As I looked at the moon in the sky that night I felt a deeper sense of connection with her energy. It is interesting that women’s cycles are said to be influenced by the moon and I do find that my moods change according to her waxing and waning energies. Ancient peoples, who were more directly influenced by the moon knew this. They would plant crops at certain phases of the moon’s cycle and some farmers still follow this. We tend to forget the moon’s influence on us as we can often be cut off from seeing her presence in the sky, but she clearly is an important factor in how we feel.

It is fascinating to remind ourselves that the atoms that make up our body are traceable to the stars. Therefore we are connected atomically the whole universe, chemically to the earth itself and biologically to all other species. We are in the moon and the moon is in us! This is what Neil deGrasse Tyson, American astrophysicist,  in a video he has on You Tube has expressed as one of his most interesting facts about the universe.  http://en.wikipedia.org/wiki/Neil_deGrasse_Tyson

Thinking of the moon as our earth’s placenta feels a powerful way of connecting with her. The placenta is a very powerful blood rich organ.  In many cultures, the placenta is considered almost as another baby: a twin. For the baby at birth, separation from the placenta, the organ which nourished them in the womb, can be experienced almost like the loss of a twin. Now the baby has to learn to be on their own.  This is why there are some traditions, for eg with lotus birth where the cord is not cut and time is given for the baby to let go physically and energetically of their placenta. In other cultures, the dried placental cord is kept for the baby and seen as offering a form of  protection.

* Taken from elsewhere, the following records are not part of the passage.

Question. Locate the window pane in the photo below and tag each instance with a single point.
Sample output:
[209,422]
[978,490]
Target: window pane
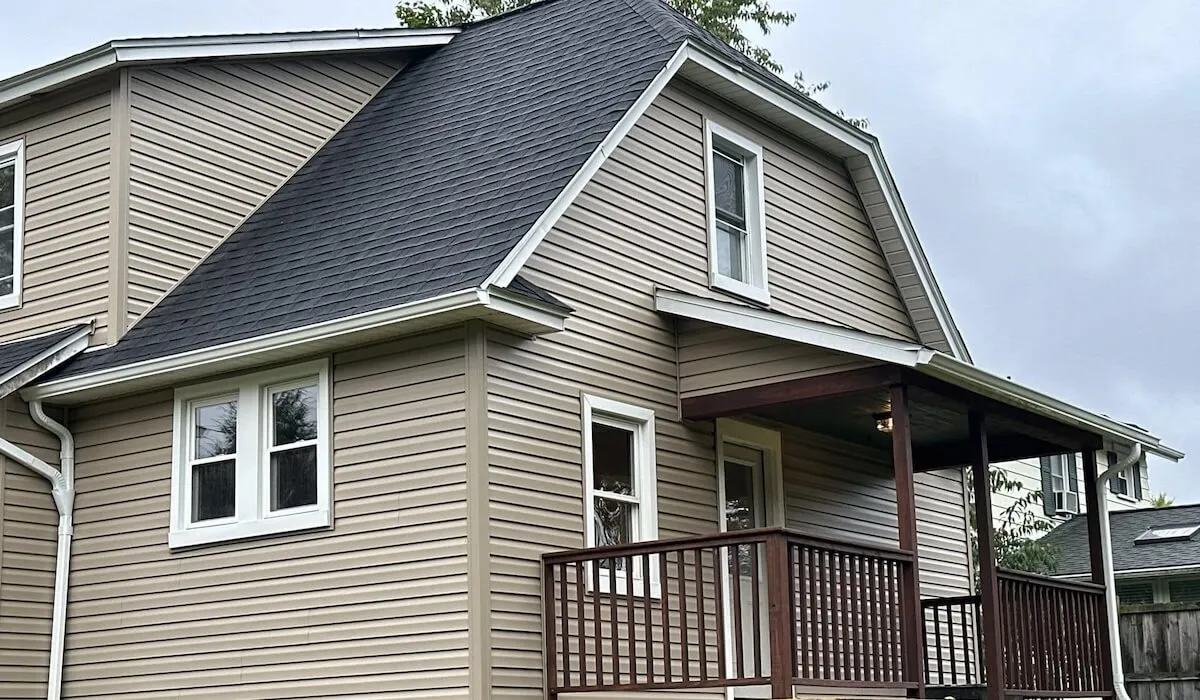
[612,459]
[216,430]
[213,490]
[731,251]
[295,414]
[613,522]
[729,186]
[294,478]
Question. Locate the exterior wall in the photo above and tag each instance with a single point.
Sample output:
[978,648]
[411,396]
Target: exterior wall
[67,179]
[375,605]
[209,142]
[28,540]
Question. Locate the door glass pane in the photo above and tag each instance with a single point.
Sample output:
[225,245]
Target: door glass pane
[216,430]
[295,414]
[294,478]
[213,490]
[612,459]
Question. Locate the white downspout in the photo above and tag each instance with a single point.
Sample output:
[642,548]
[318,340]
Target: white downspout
[63,490]
[1110,587]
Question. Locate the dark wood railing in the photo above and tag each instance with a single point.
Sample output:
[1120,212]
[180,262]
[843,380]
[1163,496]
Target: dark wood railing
[765,606]
[1053,638]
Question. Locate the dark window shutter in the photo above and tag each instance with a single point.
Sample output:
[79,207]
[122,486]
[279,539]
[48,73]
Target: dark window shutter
[1047,488]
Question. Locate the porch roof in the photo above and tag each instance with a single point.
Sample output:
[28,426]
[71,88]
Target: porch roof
[1035,422]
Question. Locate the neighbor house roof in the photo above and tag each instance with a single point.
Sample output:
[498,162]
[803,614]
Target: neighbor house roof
[1128,554]
[449,177]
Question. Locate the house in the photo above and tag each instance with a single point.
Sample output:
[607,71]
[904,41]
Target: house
[563,352]
[1156,554]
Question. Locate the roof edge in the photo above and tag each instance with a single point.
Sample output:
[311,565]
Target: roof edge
[96,60]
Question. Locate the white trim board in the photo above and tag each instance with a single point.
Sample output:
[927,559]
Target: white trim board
[503,309]
[153,51]
[787,112]
[906,354]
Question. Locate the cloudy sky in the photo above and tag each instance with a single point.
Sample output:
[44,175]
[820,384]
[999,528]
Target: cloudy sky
[1045,151]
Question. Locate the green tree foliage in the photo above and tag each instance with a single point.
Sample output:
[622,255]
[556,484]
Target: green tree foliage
[1015,531]
[725,18]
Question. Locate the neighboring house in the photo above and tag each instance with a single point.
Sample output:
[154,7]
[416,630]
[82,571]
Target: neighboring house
[1156,554]
[412,356]
[1056,479]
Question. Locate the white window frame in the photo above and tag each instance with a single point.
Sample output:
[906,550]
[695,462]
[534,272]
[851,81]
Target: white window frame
[756,288]
[15,153]
[640,422]
[252,515]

Sometimes the mother would eat the placenta or the placenta would be buried. In some cultures the placenta is said to have a lot of power over the baby and family and has its own spirit and energy.

It is interesting now that the placenta is used to make homoeopathic remedies for the mother and baby or it can be encapsulated. In Chinese medicine, the placenta is an extension of the Penetrating Vessel meridian: this meridian regulates all blood in the body and is seen as nourishing.

We can allow the moon to nourish us, like our placenta.

3 Comments

  1. Hannah Alexander on 21/03/2013 at 7:58 pm

    This is a beautiful reflection on the moon, earth, baby and placenta Suzanne. Thank you for sharing – i love your ideas. I actually consumed a fair amount of Lily’s placenta in smoothies after the birth! They tasted quite a lot like strawberries and blueberries! I’m sure it helped with the milk production and my own bleeding.
    I was acutally quite emotional when i said goodbye to the rest of the placenta and put it back to the earth. I felt such a strong connection to it and thanked it for giving Lily life. As i placed it in the earth i noticed it took the form of a love heart – perfect! Nature is beautiful x

  2. Avni Trivedi on 28/02/2013 at 7:45 am

    Interesting approach. Was just discussing the common fear of post-40 week pregnancies that the placenta would suddenly die- makes little sense when it has such a nourishing and supportive role. I like the idea in many cultures of the placenta being the baby’s first companion.